Booster effect of after-hours effort

17th January 1997 at 00:00
The overall performance of a school can be affected by the amount of homework set for its pupils, according to research commissioned by the Department for Education and Employment.

The report by a team led by Michael Barber, professor of education and dean of new initiatives at London University's Institute of Education, shows that at 70 per cent of schools from a sample of those judged as "excellent" by the Office for Standards in Education, pupils did six hours or more homework a week. This compared with 36 per cent of schools found by OFSTED to be "acceptable" or "good" where pupils did the same amount of homework.

It also found that pupils from OFSTED-cited schools were more likely to take part in extra-curricular activities, such as sports clubs and choir.

The study looked at 14 secondary schools, seven of them OFSTED-cited, and compared the amounts of homework and after-school activities.

The report looks at three areas: curriculum enrichment, for example sports, drama; curriculum extension, for example homework clubs, revision classes; and homework (work set in lessons integral to the curriculum).

The report warns that the size of its sample means that its findings cannot be considered conclusive and its results were compared to the information in Keele University's national database of pupil and parent attitudes to secondary school.

Professor Barber said he found many schools provided a large range of after-school activities, despite the impression that many of these, relying on the goodwill of staff, were thought to have ceased following the teachers' disputes in the 1980s.

The team found that whereas 75 per cent of pupils in OFSTED-cited schools took part in extra-curricular activities, only 58 per cent of pupils in the control group did. The reverse appears to be the case for curriculum extension activities, with the provision greater for most subjects in the control schools.

The evidence shows that a substantial programme of curriculum enrichment and curriculum extension contributes to pupils' enjoyment and ability to succeed academically. But in only two of the 14 schools was there a formal policy on after-school activities .

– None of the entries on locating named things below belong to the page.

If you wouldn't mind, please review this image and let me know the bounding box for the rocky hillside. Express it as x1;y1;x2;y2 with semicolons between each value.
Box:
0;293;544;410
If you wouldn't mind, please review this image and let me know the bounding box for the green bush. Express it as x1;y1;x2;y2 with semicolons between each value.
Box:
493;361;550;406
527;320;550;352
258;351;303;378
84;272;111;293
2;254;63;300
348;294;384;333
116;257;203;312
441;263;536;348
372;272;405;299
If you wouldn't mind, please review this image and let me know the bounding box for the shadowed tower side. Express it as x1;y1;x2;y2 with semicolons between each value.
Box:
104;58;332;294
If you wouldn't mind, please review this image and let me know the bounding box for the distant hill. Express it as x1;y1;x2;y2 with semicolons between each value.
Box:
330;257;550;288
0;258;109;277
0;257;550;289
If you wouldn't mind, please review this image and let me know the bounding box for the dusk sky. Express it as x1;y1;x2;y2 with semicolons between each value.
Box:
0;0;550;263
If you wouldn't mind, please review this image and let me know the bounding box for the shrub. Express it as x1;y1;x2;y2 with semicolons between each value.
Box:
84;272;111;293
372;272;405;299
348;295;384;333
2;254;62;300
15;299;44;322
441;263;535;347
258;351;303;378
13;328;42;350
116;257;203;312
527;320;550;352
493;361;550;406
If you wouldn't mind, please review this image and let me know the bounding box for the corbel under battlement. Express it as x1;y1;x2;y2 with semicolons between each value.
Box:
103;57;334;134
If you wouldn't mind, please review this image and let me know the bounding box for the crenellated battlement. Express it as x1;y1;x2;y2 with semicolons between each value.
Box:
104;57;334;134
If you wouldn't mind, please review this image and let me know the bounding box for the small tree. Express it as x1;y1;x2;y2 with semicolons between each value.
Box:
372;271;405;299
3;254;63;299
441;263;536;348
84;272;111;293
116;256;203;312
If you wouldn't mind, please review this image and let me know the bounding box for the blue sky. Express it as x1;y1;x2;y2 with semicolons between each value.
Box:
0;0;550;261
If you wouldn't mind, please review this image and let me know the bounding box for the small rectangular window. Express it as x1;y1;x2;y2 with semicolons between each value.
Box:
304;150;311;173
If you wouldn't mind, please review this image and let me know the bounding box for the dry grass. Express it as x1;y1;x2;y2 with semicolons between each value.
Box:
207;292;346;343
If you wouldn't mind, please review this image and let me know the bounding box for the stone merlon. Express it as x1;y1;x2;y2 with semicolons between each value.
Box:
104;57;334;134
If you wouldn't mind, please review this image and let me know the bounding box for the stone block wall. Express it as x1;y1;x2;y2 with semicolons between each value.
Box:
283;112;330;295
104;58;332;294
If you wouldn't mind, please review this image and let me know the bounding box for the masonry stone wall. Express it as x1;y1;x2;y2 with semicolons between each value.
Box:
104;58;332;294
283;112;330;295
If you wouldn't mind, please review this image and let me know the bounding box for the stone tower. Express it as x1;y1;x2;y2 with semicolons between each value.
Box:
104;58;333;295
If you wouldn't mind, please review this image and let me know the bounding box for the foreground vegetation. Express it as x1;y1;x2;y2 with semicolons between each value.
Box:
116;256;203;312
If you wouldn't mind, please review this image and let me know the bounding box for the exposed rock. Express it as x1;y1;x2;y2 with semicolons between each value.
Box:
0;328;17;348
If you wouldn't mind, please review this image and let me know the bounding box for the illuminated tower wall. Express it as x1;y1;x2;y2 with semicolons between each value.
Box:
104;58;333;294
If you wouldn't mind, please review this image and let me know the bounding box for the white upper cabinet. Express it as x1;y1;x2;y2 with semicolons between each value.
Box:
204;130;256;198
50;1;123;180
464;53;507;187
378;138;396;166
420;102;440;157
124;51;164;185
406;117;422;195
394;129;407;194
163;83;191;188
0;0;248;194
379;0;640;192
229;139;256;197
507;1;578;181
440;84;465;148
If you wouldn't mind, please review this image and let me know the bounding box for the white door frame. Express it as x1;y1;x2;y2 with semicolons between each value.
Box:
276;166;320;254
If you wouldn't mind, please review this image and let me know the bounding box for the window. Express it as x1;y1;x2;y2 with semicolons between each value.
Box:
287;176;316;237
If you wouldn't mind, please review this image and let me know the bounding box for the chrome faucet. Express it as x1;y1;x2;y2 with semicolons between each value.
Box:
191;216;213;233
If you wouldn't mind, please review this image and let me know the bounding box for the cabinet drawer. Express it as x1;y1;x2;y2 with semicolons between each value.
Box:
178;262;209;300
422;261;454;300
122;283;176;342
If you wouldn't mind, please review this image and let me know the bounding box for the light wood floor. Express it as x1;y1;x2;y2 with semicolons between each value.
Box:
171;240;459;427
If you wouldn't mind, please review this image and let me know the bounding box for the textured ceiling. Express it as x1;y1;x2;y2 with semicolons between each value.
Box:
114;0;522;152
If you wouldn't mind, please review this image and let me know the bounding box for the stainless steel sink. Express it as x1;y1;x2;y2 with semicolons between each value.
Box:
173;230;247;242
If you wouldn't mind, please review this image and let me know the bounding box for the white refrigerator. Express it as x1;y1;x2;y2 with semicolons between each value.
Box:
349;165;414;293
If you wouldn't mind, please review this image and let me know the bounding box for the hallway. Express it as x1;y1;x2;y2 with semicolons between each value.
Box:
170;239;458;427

"There is some evidence that headteachers in the OFSTED-cited (OC) schools give higher priority to staff involvement in extra-curricular provision than their counterparts in the other schools," said the report. Teachers are more likely to be recruited at OC schools if they show a willingness to take part in after-school activities.

The Keele research shows that 44 per cent of secondary pupils spend between two and five hours on homework, 25 per cent spend six to 10 hours and seven per cent more than 10 hours.

In OC schools pupils were doing substantially more homework than their counterparts in the core subjects. For example, half the pupils were doing more than an hour per week English homework compared with fewer than 30 per cent in the control group.

The report recommends that schools should be made aware of the homework policies and practices in the most effective schools. Although the study did not look at primary schools, Professor Barber said he believed primary pupils would also benefit from homework.

School Performance and Extra-Curricular Provision by Michael Barber and Kate Myers, Institute of Education, University of London, and Tim Denning and Michael Johnson, Keele University.